Schwimmstar beginnt mit Chemotherapie: Pietschs Kampf gegen den Krebs
zuletzt aktualisiert: 02.12.2008 - 14:17Frankfurt/Main (RPO). Am Wochenende saß Janine Pietsch bei den deutschen Kurzbahn-Meisterschaften der Schwimmer auf der Tribüne des Essener Stadtbades. "Ich wollte mich noch von meinen Freunden und Teamkameraden verabschieden", sagte Pietsch.
Am Mittwoch beginnt für die an Brustkrebs erkrankte 26-Jährige die Chemotherapie. "Wann ich das nächste Mal ein Schwimmbad sehen werde, weiß ich nicht", meinte die Doppel-Weltmeisterin und frühere Weltrekordlerin.

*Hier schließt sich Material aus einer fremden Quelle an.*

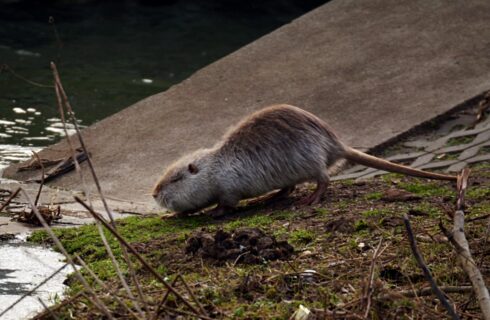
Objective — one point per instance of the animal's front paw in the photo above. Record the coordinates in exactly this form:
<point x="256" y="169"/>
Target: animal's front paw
<point x="219" y="211"/>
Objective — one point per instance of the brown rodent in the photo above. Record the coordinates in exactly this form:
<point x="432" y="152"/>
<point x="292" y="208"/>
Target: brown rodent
<point x="274" y="148"/>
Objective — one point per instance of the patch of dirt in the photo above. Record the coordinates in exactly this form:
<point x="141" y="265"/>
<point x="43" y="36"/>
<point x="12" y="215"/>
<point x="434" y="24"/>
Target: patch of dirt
<point x="245" y="245"/>
<point x="393" y="195"/>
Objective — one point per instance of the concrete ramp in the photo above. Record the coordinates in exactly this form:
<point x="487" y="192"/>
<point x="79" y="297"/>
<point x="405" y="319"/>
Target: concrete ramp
<point x="373" y="69"/>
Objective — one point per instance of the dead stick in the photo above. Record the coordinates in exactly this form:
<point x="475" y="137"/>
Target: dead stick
<point x="59" y="306"/>
<point x="426" y="292"/>
<point x="164" y="299"/>
<point x="184" y="312"/>
<point x="464" y="253"/>
<point x="25" y="295"/>
<point x="425" y="269"/>
<point x="61" y="91"/>
<point x="42" y="178"/>
<point x="192" y="294"/>
<point x="51" y="314"/>
<point x="104" y="286"/>
<point x="369" y="288"/>
<point x="96" y="301"/>
<point x="137" y="255"/>
<point x="10" y="198"/>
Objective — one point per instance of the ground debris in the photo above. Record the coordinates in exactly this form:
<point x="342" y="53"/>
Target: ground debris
<point x="50" y="214"/>
<point x="245" y="245"/>
<point x="393" y="195"/>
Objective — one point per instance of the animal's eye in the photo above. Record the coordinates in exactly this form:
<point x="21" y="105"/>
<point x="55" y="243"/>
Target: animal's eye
<point x="176" y="178"/>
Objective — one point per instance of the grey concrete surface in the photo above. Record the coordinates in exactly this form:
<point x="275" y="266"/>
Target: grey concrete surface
<point x="373" y="69"/>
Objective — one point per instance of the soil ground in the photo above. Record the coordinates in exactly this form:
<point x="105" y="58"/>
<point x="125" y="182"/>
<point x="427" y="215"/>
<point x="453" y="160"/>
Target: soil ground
<point x="329" y="269"/>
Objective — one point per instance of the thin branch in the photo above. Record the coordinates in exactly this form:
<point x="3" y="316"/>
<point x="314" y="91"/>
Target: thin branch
<point x="463" y="249"/>
<point x="105" y="286"/>
<point x="59" y="93"/>
<point x="10" y="198"/>
<point x="368" y="292"/>
<point x="59" y="306"/>
<point x="164" y="299"/>
<point x="137" y="255"/>
<point x="18" y="76"/>
<point x="25" y="295"/>
<point x="426" y="292"/>
<point x="94" y="299"/>
<point x="425" y="269"/>
<point x="42" y="178"/>
<point x="51" y="314"/>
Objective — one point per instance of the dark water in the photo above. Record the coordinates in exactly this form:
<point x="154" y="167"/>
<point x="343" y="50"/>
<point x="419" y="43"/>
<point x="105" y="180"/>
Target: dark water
<point x="113" y="53"/>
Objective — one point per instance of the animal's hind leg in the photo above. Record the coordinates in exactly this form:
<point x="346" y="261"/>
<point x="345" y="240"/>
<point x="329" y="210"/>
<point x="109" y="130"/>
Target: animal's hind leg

Doch wie sich Janine Pietsch im Wasser stets der Konkurrenz gestellt hat, so hat sie auch den Kampf gegen den Krebs aufgenommen - mit viel Mut und Hoffnung. "Ich habe viel Energie. Ich weiß, dass es nicht leicht wird. Aber ich hoffe, dass ich es schaffe", erklärte Pietsch.
Die Rückenspezialistin hat sich entschlossen, offen mit ihrer Erkrankung umzugehen. "Das soll auch ein Zeichen sein für alle Mädels und Frauen: Lasst euch frühzeitig und regelmäßig untersuchen. Und ich möchte versuchen, allen anderen jungen Frauen die Angst zu nehmen und Mut zu machen", sagt Pietsch, deren Chancen auf eine vollständige Heilung aufgrund der frühzeitigen Diagnose gut stehen.

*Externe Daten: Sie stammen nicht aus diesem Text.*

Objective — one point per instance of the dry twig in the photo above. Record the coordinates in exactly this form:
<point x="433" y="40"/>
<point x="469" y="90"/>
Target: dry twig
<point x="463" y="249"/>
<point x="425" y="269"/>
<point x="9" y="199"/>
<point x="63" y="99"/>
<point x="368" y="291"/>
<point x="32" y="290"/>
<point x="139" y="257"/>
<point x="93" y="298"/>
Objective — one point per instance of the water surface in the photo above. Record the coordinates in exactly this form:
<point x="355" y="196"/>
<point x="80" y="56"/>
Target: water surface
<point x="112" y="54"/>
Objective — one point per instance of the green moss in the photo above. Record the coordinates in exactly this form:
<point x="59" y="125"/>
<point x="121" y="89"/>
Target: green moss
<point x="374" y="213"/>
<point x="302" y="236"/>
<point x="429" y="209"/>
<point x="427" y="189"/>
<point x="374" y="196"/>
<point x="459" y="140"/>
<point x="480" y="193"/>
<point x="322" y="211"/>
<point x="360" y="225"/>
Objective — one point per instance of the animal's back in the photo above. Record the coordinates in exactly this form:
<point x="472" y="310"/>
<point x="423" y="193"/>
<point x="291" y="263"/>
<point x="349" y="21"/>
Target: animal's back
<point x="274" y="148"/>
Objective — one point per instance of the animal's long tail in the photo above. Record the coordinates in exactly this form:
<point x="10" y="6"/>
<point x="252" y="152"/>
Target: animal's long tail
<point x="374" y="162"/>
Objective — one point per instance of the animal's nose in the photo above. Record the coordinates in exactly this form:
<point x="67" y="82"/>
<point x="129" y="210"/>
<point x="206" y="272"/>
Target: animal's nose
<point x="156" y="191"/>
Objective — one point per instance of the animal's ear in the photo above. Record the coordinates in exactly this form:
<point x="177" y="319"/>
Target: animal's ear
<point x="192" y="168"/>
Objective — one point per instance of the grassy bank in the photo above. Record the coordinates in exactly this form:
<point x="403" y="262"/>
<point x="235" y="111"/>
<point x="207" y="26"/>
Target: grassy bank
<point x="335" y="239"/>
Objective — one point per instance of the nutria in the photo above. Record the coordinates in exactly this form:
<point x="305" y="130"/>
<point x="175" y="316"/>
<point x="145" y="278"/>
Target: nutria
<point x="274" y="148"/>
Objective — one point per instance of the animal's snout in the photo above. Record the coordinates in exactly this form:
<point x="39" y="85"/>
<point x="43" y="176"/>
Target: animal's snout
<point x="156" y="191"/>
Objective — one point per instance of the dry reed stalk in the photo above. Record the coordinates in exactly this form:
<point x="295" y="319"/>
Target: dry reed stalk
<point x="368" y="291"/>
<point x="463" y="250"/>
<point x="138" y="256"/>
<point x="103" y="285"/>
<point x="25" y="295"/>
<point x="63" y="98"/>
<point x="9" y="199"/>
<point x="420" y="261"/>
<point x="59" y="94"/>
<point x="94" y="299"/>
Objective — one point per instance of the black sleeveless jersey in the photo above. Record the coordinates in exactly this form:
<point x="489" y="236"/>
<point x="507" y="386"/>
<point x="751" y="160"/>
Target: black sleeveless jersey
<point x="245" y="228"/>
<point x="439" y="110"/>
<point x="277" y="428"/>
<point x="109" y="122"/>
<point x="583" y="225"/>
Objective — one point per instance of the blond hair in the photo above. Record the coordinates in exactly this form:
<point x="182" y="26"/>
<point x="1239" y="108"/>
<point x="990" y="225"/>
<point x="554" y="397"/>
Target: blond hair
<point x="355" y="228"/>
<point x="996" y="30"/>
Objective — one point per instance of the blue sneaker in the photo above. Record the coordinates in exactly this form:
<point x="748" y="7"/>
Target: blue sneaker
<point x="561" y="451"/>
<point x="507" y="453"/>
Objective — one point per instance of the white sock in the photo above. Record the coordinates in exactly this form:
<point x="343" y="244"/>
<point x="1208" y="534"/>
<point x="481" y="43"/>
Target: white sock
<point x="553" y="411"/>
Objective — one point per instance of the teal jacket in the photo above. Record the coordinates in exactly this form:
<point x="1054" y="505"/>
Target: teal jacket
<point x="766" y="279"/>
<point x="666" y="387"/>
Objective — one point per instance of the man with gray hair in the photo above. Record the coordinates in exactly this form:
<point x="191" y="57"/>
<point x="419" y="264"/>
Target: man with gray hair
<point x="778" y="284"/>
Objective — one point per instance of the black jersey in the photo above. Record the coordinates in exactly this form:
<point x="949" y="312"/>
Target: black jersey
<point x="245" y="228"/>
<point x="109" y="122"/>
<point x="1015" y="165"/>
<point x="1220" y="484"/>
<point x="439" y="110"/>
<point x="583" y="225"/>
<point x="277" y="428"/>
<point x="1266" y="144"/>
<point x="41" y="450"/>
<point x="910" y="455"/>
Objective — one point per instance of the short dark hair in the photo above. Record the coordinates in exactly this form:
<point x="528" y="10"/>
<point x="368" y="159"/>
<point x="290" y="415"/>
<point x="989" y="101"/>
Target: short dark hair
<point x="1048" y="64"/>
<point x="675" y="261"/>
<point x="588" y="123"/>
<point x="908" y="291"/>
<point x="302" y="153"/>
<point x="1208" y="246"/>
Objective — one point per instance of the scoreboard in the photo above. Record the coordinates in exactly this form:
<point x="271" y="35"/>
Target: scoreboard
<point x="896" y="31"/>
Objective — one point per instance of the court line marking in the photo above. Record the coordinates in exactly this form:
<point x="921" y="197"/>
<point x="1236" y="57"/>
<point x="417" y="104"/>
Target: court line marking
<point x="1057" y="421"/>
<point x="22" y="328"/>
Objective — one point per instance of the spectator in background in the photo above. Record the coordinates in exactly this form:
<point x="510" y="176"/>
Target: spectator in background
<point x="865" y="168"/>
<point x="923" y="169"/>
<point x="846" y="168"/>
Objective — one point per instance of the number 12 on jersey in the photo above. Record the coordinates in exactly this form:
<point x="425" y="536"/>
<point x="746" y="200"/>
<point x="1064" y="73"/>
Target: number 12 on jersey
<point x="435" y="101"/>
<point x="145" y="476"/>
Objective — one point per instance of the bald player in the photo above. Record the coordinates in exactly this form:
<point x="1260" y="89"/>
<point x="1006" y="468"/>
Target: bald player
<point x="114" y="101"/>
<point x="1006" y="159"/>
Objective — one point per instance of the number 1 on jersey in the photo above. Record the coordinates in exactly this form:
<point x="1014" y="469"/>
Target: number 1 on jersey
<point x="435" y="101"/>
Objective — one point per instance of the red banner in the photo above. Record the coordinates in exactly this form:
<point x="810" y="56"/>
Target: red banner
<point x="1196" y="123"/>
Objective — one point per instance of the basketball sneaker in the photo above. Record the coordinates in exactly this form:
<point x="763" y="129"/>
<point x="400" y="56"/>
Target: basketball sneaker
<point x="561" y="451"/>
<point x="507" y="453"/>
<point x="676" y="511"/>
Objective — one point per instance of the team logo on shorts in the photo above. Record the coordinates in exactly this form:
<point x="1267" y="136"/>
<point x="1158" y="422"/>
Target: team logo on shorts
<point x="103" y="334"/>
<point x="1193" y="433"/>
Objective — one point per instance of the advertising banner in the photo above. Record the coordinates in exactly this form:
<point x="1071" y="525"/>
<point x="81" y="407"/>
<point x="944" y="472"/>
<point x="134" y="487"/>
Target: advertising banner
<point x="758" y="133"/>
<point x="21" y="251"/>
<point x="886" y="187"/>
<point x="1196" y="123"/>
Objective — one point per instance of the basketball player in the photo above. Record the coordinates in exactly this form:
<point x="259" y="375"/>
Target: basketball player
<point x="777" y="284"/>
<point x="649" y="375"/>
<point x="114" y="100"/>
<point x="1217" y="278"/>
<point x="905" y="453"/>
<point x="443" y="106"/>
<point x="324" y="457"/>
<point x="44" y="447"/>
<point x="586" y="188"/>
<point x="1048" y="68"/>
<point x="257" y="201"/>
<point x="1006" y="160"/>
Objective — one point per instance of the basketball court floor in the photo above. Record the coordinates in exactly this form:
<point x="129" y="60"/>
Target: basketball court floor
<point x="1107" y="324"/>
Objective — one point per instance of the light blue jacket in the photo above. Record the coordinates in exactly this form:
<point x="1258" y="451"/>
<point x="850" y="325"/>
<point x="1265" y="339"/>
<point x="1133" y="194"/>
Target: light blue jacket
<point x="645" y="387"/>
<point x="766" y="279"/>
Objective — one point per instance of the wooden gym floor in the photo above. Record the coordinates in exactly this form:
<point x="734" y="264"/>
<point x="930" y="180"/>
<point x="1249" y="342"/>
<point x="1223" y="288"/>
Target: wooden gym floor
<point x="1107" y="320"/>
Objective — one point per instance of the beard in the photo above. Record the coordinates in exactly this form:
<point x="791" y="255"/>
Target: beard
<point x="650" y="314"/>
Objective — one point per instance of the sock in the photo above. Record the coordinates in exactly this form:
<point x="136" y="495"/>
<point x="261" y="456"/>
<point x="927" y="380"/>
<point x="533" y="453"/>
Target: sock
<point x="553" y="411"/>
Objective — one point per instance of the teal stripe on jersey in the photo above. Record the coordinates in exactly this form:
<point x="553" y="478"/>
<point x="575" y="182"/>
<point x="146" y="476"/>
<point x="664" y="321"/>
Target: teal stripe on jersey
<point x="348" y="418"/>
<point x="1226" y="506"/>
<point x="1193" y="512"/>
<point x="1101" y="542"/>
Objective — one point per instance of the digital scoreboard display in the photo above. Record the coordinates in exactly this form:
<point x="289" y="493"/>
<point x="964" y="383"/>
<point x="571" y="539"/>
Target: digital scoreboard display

Viel Kraft wird sie trotzdem brauchen. Nach erfolgreicher Operation vor einem Monat im Klinikum Ingolstadt, bei der der Tumor und ein Lymphknoten entfernt wurden, folgt eine langfristige Therapiephase mit Chemo, Bestrahlung und Hormonbehandlung.
"Die Chemo ist ja nicht allein das Problem. Die Hormontherapie hat bereits begonnen. Ich bin auf einen Schlag in die Wechseljahre versetzt worden, und dieser Zustand wird etwa sieben Jahre andauern", erklärte die gelernte Bürokauffrau.
Pietsch weiß genau, was auf sie zukommt: "Meine Mutter hatte auch Krebs. Das habe ich als sehr schlimm empfunden, weil man alles tatenlos miterleben musste."
Pietsch ist ohnehin leidgeprüft. Die Sprint-Spezialistin hatte sich gerade erst von einer Erkrankung an der Schilddrüse erholt, als sie die Diagnose Brustkrebs bekam. Bei einer Routineuntersuchung wurde ein Tumor in der Brust entdeckt, 1,5 Zentimeter im Durchmesser.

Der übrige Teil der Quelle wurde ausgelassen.